Stanford Encyclopedia of Philosophy

Supplement to Mental Imagery

Aristotle's Influence

Despite the obscurities surrounding the concept of phantasia, the impact on latter thinkers of Aristotle's account of cognition in general, and of imagery and imagination in particular, was enormous, and extended far beyond those who were avowed Aristotelians. Indeed, phantasia was an important concept in the epistemology and cognitive theory of the Stoic and Epicurean philosophical schools that dominated philosophy in the Hellenistic and earlier Roman Empire periods. However, they gave the word a rather different sense to that of Aristotle, and it is disputed whether his work had any significant impact on them (Sandbach, 1985; Long, 1986; Annas, 1992).

However that may be, with the rise of the Neoplatonist philosophy that dominated later antiquity, and deeply influenced early medieval Christian thought (before being displaced by overt Aristotelianism), Aristotelian cognitive theory reasserted its influence. Although, of course, the Neoplatonists looked principally to Plato, in fact they also drew liberally on Aristotle's work. Aware, as they were, of the twenty formative years that Aristotle had spent studying under Plato in the Academy, they regarded him not so much as a critic of his master (as modern and Renaissance scholars tend to see him) but as an insightful, if occasionally misguided, developer of themes within the Platonist framework (Harris, 1976; Gerson, 2005; Karamanolis, 2006). As Plato himself has relatively little to say about cognitive processes, and Aristotle has much, this meant that Neoplatonist cognitive theory, and particularly its view of imagery and imagination, was very largely drawn from Aristotle (Wallis, 1972; Blumenthal, 1976, 1977-8, 1996; Emilsson, 1988; Sheppard, 1991). It is true that Plotinus inveighs against the idea that either perception of memory depend on anything like imprints or impressions (i.e., something analogous to an impression in wax) in the soul (Ennead IV, 6), but this is most plausibly to be read not as a denial of the role of imagery experiences in memory and thought, but rather of the theory that such experiences arise from the inner presence of spatially extended, picture-like representations (Emilsson, 1988) (something to which Aristotle himself may have been less than committed (Nussbaum, 1978)). Like contemporary enactive theorists of perception and imagery (see section 4.5 below), Plotinus does not regard either perceiving or imagining to be forms of passive receptivity, but, rather, to involve an active reaching towards the object of the experience.

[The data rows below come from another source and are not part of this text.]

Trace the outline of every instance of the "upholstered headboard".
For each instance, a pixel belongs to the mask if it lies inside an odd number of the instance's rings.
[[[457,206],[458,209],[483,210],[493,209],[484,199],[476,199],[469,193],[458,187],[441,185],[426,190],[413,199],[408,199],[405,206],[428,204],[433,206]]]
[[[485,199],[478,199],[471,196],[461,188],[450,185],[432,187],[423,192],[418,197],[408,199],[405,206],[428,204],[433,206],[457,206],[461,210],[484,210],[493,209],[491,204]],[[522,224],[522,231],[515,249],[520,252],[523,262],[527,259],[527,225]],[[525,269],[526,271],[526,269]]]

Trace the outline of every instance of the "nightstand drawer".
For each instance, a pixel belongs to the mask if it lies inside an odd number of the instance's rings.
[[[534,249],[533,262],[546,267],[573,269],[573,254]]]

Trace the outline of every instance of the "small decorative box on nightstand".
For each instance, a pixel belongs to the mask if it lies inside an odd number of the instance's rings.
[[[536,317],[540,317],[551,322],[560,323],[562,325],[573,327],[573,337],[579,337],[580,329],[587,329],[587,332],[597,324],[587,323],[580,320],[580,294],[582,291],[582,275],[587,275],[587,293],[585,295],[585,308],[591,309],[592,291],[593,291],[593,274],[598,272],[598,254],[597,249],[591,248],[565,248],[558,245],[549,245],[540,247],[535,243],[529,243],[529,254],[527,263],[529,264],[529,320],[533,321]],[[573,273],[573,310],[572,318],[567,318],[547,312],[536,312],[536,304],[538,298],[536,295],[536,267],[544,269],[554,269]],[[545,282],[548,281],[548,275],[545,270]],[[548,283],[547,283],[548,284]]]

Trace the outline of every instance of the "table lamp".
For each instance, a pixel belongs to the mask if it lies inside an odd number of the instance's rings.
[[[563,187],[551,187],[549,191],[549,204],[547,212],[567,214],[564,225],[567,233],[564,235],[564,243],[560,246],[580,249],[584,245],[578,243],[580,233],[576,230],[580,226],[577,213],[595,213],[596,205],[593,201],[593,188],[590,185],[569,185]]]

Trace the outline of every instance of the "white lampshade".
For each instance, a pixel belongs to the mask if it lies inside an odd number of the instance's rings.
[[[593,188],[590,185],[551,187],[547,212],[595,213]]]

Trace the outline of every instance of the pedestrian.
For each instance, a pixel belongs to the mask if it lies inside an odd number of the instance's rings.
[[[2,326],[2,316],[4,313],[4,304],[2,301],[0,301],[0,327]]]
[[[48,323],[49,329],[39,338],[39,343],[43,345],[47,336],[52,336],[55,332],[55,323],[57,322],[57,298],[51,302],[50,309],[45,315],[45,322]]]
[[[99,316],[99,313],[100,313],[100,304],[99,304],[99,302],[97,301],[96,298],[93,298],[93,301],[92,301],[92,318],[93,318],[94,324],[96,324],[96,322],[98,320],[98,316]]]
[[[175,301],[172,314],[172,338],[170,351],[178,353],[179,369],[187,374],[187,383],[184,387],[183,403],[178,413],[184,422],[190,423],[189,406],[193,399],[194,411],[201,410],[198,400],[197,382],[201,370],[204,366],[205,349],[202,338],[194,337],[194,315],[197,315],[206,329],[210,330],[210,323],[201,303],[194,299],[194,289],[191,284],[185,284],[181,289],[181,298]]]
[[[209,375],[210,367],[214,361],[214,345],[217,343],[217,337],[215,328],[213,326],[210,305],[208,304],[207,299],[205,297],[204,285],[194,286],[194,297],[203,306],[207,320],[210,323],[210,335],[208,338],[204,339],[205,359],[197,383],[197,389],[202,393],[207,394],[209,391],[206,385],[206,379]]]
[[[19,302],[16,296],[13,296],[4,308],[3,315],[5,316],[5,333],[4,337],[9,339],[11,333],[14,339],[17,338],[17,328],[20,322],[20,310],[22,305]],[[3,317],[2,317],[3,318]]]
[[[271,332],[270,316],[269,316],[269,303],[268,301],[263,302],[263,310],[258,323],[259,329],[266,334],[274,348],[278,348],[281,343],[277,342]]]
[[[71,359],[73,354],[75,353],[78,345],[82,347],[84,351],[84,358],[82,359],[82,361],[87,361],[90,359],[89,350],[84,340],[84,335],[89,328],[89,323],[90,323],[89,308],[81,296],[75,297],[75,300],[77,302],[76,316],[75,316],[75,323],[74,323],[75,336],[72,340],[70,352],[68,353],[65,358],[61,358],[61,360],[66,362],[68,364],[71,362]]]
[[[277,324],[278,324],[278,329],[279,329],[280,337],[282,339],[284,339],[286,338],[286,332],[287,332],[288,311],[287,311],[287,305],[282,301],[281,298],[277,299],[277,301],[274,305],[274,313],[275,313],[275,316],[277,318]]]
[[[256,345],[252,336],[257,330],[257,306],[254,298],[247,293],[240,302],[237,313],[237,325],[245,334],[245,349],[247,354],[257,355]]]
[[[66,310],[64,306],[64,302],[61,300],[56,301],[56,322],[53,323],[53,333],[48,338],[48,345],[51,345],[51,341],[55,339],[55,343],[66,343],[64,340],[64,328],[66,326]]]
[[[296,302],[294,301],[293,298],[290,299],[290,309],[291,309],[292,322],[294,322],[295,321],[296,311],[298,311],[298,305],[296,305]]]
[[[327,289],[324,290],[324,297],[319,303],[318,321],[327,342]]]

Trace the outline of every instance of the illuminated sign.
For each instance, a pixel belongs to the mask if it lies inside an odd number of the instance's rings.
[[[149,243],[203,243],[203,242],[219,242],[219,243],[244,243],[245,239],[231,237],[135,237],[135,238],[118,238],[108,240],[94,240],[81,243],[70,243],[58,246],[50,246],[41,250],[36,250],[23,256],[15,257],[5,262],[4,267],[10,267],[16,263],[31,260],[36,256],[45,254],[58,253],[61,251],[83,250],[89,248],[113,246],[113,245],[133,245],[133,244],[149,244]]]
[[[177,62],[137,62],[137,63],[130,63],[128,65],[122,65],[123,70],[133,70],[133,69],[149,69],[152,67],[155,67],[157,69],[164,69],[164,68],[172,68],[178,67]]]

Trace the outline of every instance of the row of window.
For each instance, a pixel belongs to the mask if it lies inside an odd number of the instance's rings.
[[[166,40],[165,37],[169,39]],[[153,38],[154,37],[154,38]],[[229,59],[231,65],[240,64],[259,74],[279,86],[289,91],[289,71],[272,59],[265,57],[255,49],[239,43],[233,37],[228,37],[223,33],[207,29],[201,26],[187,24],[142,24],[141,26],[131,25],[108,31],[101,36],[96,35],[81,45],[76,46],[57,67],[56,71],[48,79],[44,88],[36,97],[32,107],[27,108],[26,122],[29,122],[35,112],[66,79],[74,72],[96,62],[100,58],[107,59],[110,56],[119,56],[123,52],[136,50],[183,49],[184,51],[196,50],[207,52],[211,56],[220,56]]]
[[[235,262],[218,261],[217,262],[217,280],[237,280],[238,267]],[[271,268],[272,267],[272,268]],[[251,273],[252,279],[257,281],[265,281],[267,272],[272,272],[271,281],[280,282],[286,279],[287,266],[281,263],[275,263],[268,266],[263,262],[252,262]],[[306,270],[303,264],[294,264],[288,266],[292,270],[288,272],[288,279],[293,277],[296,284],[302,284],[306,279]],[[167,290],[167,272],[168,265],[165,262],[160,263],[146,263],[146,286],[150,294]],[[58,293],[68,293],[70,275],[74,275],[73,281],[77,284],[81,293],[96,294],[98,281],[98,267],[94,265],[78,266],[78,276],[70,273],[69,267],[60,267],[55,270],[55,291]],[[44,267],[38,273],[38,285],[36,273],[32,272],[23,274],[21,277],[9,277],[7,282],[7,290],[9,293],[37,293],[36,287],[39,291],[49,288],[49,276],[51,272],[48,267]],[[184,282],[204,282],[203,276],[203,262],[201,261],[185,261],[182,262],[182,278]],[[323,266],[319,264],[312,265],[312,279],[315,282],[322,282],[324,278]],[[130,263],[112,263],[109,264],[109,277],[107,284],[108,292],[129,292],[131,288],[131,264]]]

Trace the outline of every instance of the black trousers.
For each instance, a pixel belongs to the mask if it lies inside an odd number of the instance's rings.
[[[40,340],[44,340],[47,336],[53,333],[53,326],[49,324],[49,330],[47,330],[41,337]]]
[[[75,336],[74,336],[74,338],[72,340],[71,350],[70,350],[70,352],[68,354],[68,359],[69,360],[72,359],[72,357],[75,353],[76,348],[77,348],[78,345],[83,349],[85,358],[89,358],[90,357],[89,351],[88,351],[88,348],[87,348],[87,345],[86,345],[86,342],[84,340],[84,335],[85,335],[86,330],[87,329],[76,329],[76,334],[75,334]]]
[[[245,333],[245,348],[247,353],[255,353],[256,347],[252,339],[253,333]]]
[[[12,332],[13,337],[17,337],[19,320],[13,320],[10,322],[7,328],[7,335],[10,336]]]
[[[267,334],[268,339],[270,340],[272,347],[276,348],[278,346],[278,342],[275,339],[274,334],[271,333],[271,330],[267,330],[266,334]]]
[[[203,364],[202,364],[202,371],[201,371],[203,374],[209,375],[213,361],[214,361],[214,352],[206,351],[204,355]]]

As is well known, in the wake of the renaissance of learning of the 12th century A.D. (Haskins, 1927), Aristotelianism soon became the dominant philosophy of Western Christendom, and continued as such until the dawn of the modern era. (Even before that, it had had a seminal influence on the Islamic philosophical tradition.) However, even as the revolt against Aristotelianism (presaging the rise of modern science) got under way in the 16th and 17th centuries, Aristotle's views about imagery (and certain other aspects of cognition) retained much of their influence.

Consider, for example, Italian Renaissance philosopher Gianfrancesco Pico della Mirandola,[1] who, in around 1500, published a work entitled De Imaginatione (On the Imagination) (Caplan, 1930) which relied heavily and overtly on Aristotle's discussions of phantasia and phantasmata (Caplan, 1930; Schmitt, 1967). The book seems to have been quite widely read in the 16th century: at any rate, it went through five or six Latin editions as well as two editions in French translation (Schmitt, 1967 p. 57n6 & p. 191). Later in his career Pico became an outspoken and wide ranging critic of Aristotle's philosophy, a pioneer of the anti-Aristotelian movement. However, he explicitly did not repudiate his earlier work on imagination, remarking that although he rejects Aristotle's teachings when they are false (most of the time, as he now thinks), he still accepts them when they are true (Schmitt, 1967 p. 57).

Later, better-known, anti-Aristotelian philosophers of the early modern period continue to show clear traces of Aristotelian influence in their discussions of imagery and imagination. Rees (1971 p.194) and White (1990), both remark how much Hobbes' account of imagination and imagery (in Leviathan and De Corpore, particularly – see section 2.3.2) seems to rely upon Aristotle. This extends to very close parallels between Hobbes' actual words and relevant passages in Aristotle's Rhetoric (which Hobbes happened to have translated into English). It is also notable how Descartes, in his Treatise of Man (1664) describes the surface of the pineal gland as both the seat of imagination (i.e., the image forming capacity), and of common sense (the latter expression, as used here, referring to a distinctively Aristotelian perceptual faculty that is closely associated, or even identified, with imagination (phantasia) in Aristotelian cognitive theory – see section 2.3.1, especially note 9).